This is the multi-page printable view of this section. Click here to print.

Return to the regular view of this page.

Performance

Performance benchmarks and considerations.

1: Function App Performance
2: Log Forwarder Performance

1 - Function App Performance

Guidance on Function App Performance Performance settings and considerations.

Function App Performance

Overview

Azure Function apps offer different hosting plans that directly impact the performance, scalability, and cost of Cloud Protect deployments. Understanding these plans and their characteristics is essential for optimizing your data protection operations.

Azure Function App Service Plans

Azure Functions provides several hosting options, each with different characteristics:

Consumption Plan

The Consumption plan provides automatic scaling and charges only for compute resources used during function execution. While cost-effective for sporadic workloads, this plan has limitations:

Cold start latency: Functions may experience delays when starting after periods of inactivity
Limited execution time: Maximum execution duration of 10 minutes per function invocation
Shared infrastructure: Resources are shared across tenants, which can lead to variable performance
Memory constraints: Limited to 1.5 GB of memory per instance

Important

Not recommended for Cloud Protect due to cold start issues and limited resources for data protection operations.

Premium Plan (Recommended)

The Premium plan is the recommended option for Cloud Protect on Azure. It provides enhanced performance and enterprise-grade features:

Pre-warmed instances: Always-ready instances eliminate cold start delays, ensuring consistent performance
Enhanced compute resources: Flexible compute sizing, see App Service Premium version 3 plan
VNET integration: Secure connectivity to on-premises resources and Azure private networks
Unlimited execution duration: No time limits for long-running protection operations
Predictable performance: Dedicated infrastructure ensures consistent throughput
Better scaling control: Minimum and maximum instance count configuration

Important

Use Premium plan for: Production workloads, high-volume data protection, latency-sensitive applications, and enterprise deployments.

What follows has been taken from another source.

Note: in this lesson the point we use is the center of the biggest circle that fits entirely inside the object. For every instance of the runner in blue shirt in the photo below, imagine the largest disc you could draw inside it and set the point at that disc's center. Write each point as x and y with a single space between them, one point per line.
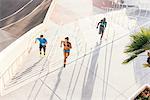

Elastic Premium Plan (Recommended)

The Elastic Premium plan extends the Premium plan with additional elasticity and performance optimization:

Rapid scale-out: Faster scaling response to demand spikes
Greater instance limits: Support for larger-scale deployments
Optimized cold start: Even faster initialization compared to standard Premium
Event-driven scaling: More granular scaling based on event sources
All Premium features: Includes VNET integration, pre-warmed instances, and unlimited execution time

Important

Use Elastic Premium plan for: Large-scale deployments, highly variable workloads, mission-critical applications requiring maximum performance and availability.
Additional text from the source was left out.